After seeing this book footnoted elsewhere for the umpteenth time, I picked up Kugel & Greer’s Early Biblical Interpretation and have found it exceedingly worthwhile. Writing the first half of the book, which focuses on early Jewish readings of the Hebrew Bible (that is, from the postexilic through rabbinic periods), James L. Kugel summarizes the various currents that shaped early biblical interpretation and some of the resulting forms of exegesis. Just to pick one interesting idea to share, Kugel has the following to say concerning the “rise of Scripture” (p. 17-19).

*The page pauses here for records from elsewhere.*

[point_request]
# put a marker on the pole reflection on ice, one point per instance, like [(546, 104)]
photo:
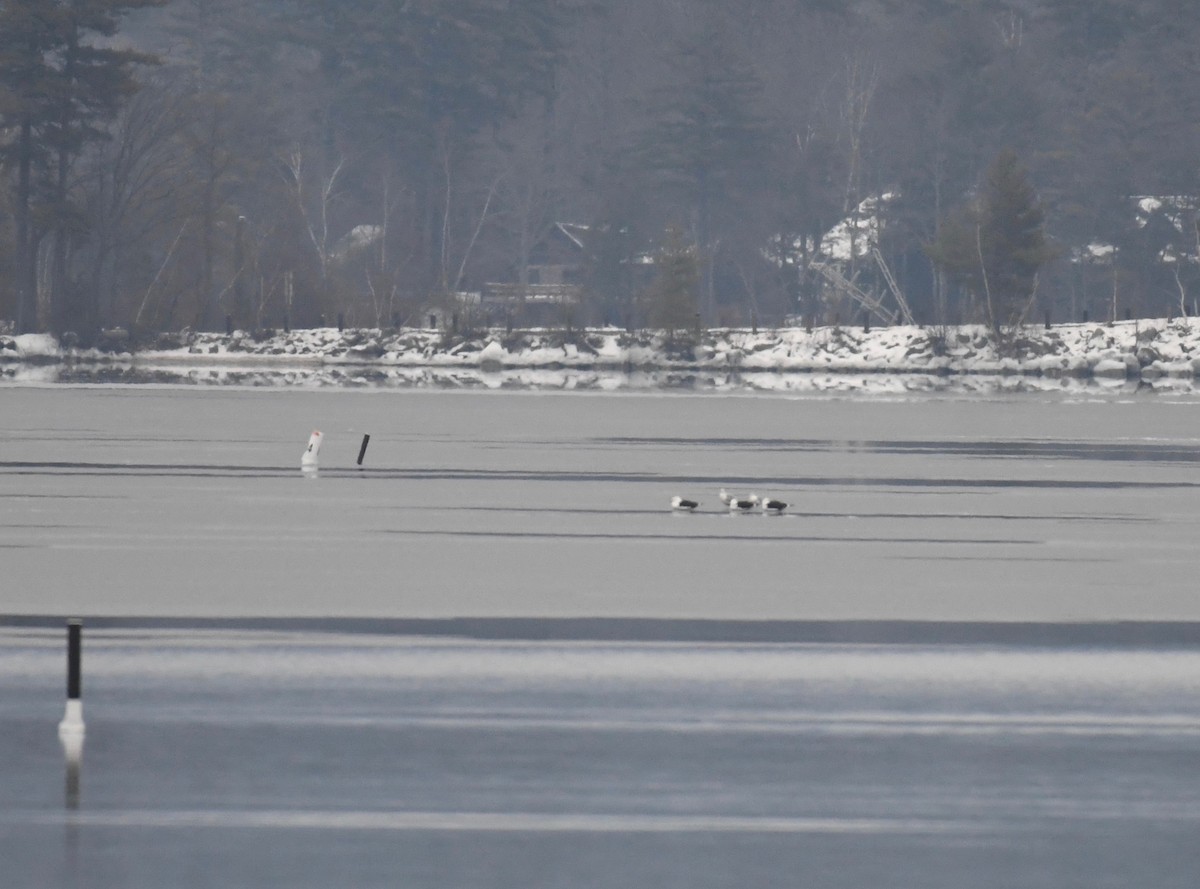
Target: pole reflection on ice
[(71, 728)]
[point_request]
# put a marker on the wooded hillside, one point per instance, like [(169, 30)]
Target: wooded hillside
[(274, 162)]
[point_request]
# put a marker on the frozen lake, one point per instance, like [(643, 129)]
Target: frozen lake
[(190, 502), (967, 655), (292, 760)]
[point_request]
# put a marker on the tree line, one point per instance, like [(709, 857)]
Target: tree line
[(169, 163)]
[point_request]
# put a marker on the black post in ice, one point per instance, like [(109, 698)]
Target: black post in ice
[(75, 660), (72, 720), (71, 728)]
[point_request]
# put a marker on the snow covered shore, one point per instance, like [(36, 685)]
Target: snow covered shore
[(1126, 350)]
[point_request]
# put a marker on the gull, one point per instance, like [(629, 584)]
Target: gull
[(739, 505)]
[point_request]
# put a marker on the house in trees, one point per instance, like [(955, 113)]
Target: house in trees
[(549, 289), (843, 272), (1147, 264)]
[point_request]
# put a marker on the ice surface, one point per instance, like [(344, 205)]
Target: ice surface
[(181, 502)]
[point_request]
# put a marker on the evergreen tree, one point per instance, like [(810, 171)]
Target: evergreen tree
[(707, 142), (671, 299), (59, 86), (996, 246)]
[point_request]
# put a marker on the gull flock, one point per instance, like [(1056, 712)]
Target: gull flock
[(771, 506)]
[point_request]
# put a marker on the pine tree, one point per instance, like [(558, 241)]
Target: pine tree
[(996, 246), (672, 296), (58, 89), (708, 142)]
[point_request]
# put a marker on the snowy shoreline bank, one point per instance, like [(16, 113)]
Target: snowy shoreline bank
[(1135, 350)]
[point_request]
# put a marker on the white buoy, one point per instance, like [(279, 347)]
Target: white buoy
[(312, 451)]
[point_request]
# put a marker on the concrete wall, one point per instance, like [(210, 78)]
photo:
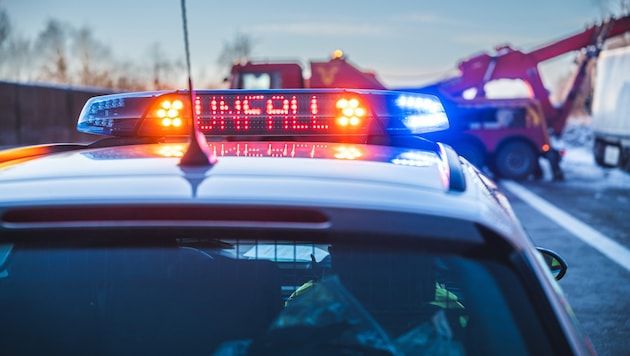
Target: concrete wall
[(34, 113)]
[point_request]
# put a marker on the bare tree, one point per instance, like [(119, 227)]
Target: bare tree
[(52, 43), (163, 69)]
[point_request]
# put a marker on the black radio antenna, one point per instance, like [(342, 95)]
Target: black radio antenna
[(197, 154)]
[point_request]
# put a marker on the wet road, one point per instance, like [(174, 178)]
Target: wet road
[(596, 285)]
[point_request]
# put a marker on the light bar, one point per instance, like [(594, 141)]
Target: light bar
[(302, 112)]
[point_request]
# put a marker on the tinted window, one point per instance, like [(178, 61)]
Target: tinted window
[(259, 297)]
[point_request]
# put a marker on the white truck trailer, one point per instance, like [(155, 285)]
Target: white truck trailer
[(611, 109)]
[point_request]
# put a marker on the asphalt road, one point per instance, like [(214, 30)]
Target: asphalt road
[(596, 285)]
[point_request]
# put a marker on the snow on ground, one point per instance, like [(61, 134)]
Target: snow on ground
[(579, 164)]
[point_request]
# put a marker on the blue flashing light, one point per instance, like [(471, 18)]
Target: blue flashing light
[(232, 113), (423, 113)]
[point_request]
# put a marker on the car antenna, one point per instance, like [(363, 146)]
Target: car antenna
[(198, 154)]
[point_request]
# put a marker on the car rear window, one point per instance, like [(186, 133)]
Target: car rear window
[(259, 296)]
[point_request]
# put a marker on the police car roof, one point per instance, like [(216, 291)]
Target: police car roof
[(364, 188)]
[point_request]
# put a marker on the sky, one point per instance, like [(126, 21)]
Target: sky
[(404, 42)]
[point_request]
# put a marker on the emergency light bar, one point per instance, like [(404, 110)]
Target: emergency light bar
[(302, 112)]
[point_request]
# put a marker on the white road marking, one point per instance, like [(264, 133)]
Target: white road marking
[(603, 244)]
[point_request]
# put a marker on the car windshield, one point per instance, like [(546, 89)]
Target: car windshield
[(269, 295)]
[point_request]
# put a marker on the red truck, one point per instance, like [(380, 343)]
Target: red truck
[(505, 135)]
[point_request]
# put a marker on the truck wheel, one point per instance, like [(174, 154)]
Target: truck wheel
[(515, 160)]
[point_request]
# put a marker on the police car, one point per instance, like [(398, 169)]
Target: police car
[(268, 222)]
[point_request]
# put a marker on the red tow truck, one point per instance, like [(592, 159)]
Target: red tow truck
[(506, 135)]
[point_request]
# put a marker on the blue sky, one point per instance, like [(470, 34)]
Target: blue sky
[(404, 42)]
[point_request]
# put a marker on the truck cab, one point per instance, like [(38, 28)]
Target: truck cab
[(334, 73)]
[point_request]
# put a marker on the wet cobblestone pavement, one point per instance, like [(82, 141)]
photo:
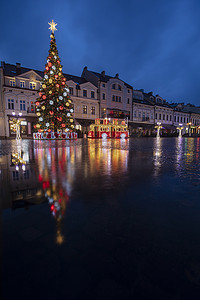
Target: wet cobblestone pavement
[(95, 219)]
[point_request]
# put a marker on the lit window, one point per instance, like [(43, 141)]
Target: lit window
[(92, 110), (22, 84), (32, 85), (12, 83), (26, 174), (22, 105), (84, 109), (10, 104)]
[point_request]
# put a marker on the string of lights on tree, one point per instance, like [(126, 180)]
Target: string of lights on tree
[(54, 106)]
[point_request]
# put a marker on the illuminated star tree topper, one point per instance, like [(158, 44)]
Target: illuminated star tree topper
[(52, 26)]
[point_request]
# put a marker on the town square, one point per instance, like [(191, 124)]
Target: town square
[(100, 170)]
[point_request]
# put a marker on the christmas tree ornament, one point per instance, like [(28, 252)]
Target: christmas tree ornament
[(54, 108)]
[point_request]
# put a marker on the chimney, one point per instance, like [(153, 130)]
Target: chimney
[(18, 68), (103, 73)]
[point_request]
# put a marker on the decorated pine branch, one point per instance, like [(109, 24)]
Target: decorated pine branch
[(53, 107)]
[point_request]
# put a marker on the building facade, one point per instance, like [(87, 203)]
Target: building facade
[(19, 88), (114, 95)]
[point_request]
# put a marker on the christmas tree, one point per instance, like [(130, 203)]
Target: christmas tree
[(53, 107)]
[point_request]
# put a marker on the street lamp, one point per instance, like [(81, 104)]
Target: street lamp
[(180, 129), (158, 126)]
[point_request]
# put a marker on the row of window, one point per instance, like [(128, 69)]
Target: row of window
[(32, 85), (85, 110), (71, 92), (22, 103), (116, 98), (181, 119), (16, 175), (159, 117), (116, 87), (144, 116)]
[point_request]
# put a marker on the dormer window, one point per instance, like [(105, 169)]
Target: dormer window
[(12, 82), (32, 85), (22, 84)]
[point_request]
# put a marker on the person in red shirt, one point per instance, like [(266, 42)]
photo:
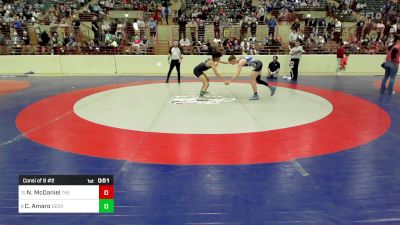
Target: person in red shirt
[(339, 56), (391, 66), (343, 63)]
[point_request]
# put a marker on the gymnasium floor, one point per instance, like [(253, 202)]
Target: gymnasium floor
[(324, 151)]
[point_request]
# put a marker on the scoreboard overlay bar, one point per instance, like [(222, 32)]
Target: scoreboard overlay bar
[(66, 194)]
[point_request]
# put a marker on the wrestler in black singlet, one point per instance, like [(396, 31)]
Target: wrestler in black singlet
[(199, 69)]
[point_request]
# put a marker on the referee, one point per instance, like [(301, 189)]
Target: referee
[(175, 59), (295, 53)]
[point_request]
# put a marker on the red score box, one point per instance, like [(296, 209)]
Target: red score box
[(106, 191)]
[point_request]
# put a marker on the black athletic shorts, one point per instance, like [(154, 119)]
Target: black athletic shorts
[(257, 66)]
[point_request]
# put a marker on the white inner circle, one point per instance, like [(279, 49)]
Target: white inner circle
[(149, 108)]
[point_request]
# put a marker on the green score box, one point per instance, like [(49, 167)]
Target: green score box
[(106, 206)]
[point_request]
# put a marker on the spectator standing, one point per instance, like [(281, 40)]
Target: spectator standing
[(273, 68), (391, 67), (95, 28), (295, 53), (253, 27), (293, 37), (217, 28), (271, 27), (296, 25), (182, 26), (193, 29), (339, 56), (201, 29), (153, 27), (174, 60)]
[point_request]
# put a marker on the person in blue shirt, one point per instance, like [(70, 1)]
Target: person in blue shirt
[(271, 27), (257, 65)]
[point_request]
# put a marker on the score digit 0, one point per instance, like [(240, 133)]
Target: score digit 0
[(103, 180)]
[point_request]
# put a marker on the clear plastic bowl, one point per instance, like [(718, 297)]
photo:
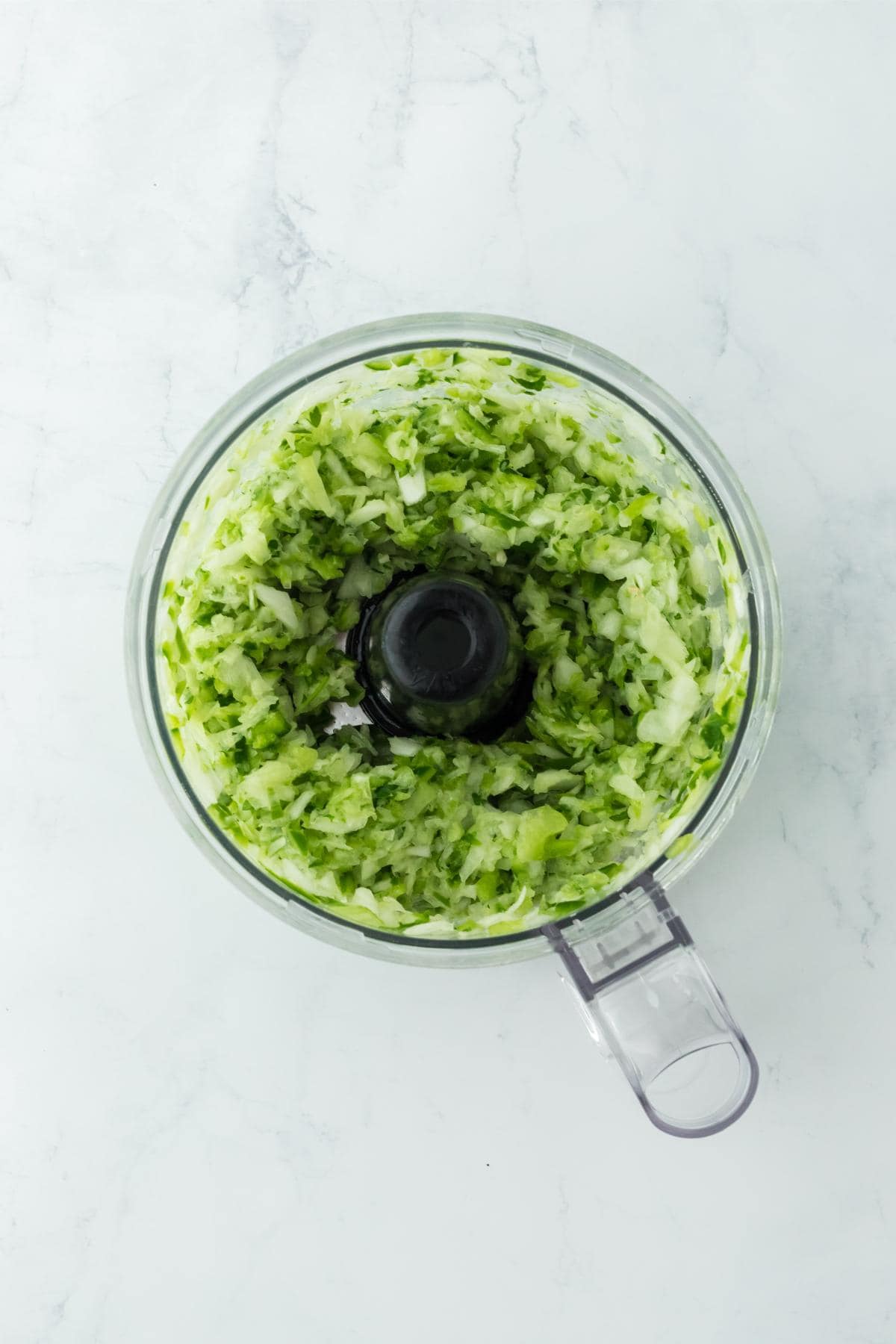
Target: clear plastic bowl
[(699, 460)]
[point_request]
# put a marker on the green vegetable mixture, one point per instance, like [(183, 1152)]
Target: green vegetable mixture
[(629, 601)]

First, Kugel cites Jeremiah 1.9, in which Yahweh places his hand, and thus his words, on Jeremiah’s mouth, and Jeremiah 15.16: “Your words were found and I ate them, and your words became to me a joy and the delight of my heart.” Writing c. 600 BC, the prophet’s emphasis is on God’s spoken word, which he has “found” (?) and then “eaten,” thus nourishing him for his ministry. Note we have no reference here to any “written” words of God.
Second, Kugel notes how the prophet Ezekiel (writing perhaps a generation later?) echoes and transforms the language found in Jeremiah: “And when I looked, behold, a hand was stretched out to me, and behold, a scroll of a book was in it…and it had writing on the front and on the back” (Ezek 2.9-10); this scroll is given to Ezekiel to eat, who then does so (Ezek 3.1-3). Thus, writes Kugel, “in Ezekiel, God’s speech has already become a text; and the very act of eating God’s word now demands impossible ‘obedience’ and self-control, swallowing up an actual scroll.”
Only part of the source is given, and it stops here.